Forem: Carl Peterson

Why Every GPU will be Virtually Attached over a Network

Carl Peterson — Wed, 08 Jan 2025 23:46:00 +0000

Introducing GPU virtualization

Virtualization is a concept in computer science for creating virtual representations of physical hardware. While virtualization is commonly associated with Virtual Machines (VMs), it extends to other domains, including GPUs. GPU virtualization is essential for efficient resource sharing in high-performance computing, AI, and machine learning. However, it’s often misunderstood, especially when applied to GPUs, where the term can have multiple meanings.

Existing types of GPU Virtualization

GPU virtualization currently exists in three main forms:

Single-node GPU sharing
Dedicated GPU passthrough
Network-based GPU pooling (Thunder Compute’s approach)

The first two operate within a single physical server and are widely used today. Thunder Compute is pioneering the third approach, which operates across multiple servers or ‘nodes’.”

Single-node GPU sharing (e.g., NVIDIA vGPU)

Divides a physical GPU into multiple virtual GPUs. This allows several virtual machines (VMs) to simultaneously use portions of the same GPU, improving resource utilization in scenarios where VMs don’t need the full power of a GPU.

Dedicated GPU passthrough (e.g., Intel GVT-d)

Assigns an entire physical GPU to a single VM. While this doesn’t split the GPU, it’s considered virtualization because it allows a VM to directly access the GPU, providing near-native performance for applications that require the full power of a GPU.

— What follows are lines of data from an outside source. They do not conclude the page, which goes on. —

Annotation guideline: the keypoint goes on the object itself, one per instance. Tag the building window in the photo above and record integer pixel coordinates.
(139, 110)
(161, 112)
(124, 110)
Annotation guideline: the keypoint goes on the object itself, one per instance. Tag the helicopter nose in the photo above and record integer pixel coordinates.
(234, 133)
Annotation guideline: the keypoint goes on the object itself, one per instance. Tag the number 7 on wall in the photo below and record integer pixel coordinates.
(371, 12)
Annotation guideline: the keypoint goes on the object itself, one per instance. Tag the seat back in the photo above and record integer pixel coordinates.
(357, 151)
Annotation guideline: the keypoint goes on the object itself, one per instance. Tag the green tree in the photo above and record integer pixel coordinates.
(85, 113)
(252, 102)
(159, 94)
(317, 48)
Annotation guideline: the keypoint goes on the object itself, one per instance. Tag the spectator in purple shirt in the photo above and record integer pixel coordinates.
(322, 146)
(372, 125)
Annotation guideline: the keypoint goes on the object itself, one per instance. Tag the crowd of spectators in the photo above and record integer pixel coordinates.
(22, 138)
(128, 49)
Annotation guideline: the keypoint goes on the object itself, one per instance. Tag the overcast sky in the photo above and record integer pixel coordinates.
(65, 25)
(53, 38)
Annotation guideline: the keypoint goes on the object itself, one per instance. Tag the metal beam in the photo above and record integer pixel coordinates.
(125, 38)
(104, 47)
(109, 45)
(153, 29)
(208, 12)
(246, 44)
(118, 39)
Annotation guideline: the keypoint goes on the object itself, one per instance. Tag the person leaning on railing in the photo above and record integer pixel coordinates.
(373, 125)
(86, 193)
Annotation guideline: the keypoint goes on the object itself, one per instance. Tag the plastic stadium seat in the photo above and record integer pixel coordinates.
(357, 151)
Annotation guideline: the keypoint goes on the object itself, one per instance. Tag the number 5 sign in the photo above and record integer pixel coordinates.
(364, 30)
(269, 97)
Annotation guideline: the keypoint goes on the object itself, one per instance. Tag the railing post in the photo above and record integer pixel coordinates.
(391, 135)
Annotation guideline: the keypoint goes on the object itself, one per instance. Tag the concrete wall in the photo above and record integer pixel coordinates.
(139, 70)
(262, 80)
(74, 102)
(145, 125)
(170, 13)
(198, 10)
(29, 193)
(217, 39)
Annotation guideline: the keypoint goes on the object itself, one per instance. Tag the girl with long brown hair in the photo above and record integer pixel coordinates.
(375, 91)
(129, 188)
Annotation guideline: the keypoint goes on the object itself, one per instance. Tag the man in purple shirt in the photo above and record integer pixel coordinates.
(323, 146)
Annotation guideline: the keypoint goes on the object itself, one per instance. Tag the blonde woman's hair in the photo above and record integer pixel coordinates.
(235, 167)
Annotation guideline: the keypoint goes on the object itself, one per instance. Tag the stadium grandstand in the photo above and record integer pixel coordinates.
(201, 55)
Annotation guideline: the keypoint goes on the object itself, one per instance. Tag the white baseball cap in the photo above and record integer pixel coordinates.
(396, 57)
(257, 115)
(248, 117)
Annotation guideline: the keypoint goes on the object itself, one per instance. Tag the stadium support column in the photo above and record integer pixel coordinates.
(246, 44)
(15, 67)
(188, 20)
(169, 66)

The third approach, network-based GPU pooling, is a newer concept that requires deeper explanation.

A new approach: Network-Based Virtualization

At its core, network-based GPU virtualization solution works by extending physical PCIe connections with virtual connections over a network.

In practice, this means that any computer can access any GPU across a network. Traditionally, adding a GPU to a server requires physically connecting it to the motherboard. With network-based virtualization, a virtual GPU can be “plugged in” via software, behaving just like a physically connected GPU.

This solution acts as a bridge between the application and the GPU. It replaces the standard GPU software interface (like NVIDIA CUDA) with a network-aware version. This allows applications to interact with GPUs on remote servers as if they were locally attached.

The end result is that a computer without a physical GPU can behave exactly as if it has a GPU, without any hardware changes. This creates a flexible, distributed GPU resource pool that can be dynamically allocated and shared across the network.

Why Network-Distributed GPU Virtualization is a Game-Changer

Traditional GPU virtualization is limited by physical hardware constraints, typically supporting a maximum of 8 GPUs per server. Expanding GPU capacity requires vertical scaling, which involves upgrading individual servers. However, this method often leads to inefficient resource utilization as VMs tend to reserve entire GPUs.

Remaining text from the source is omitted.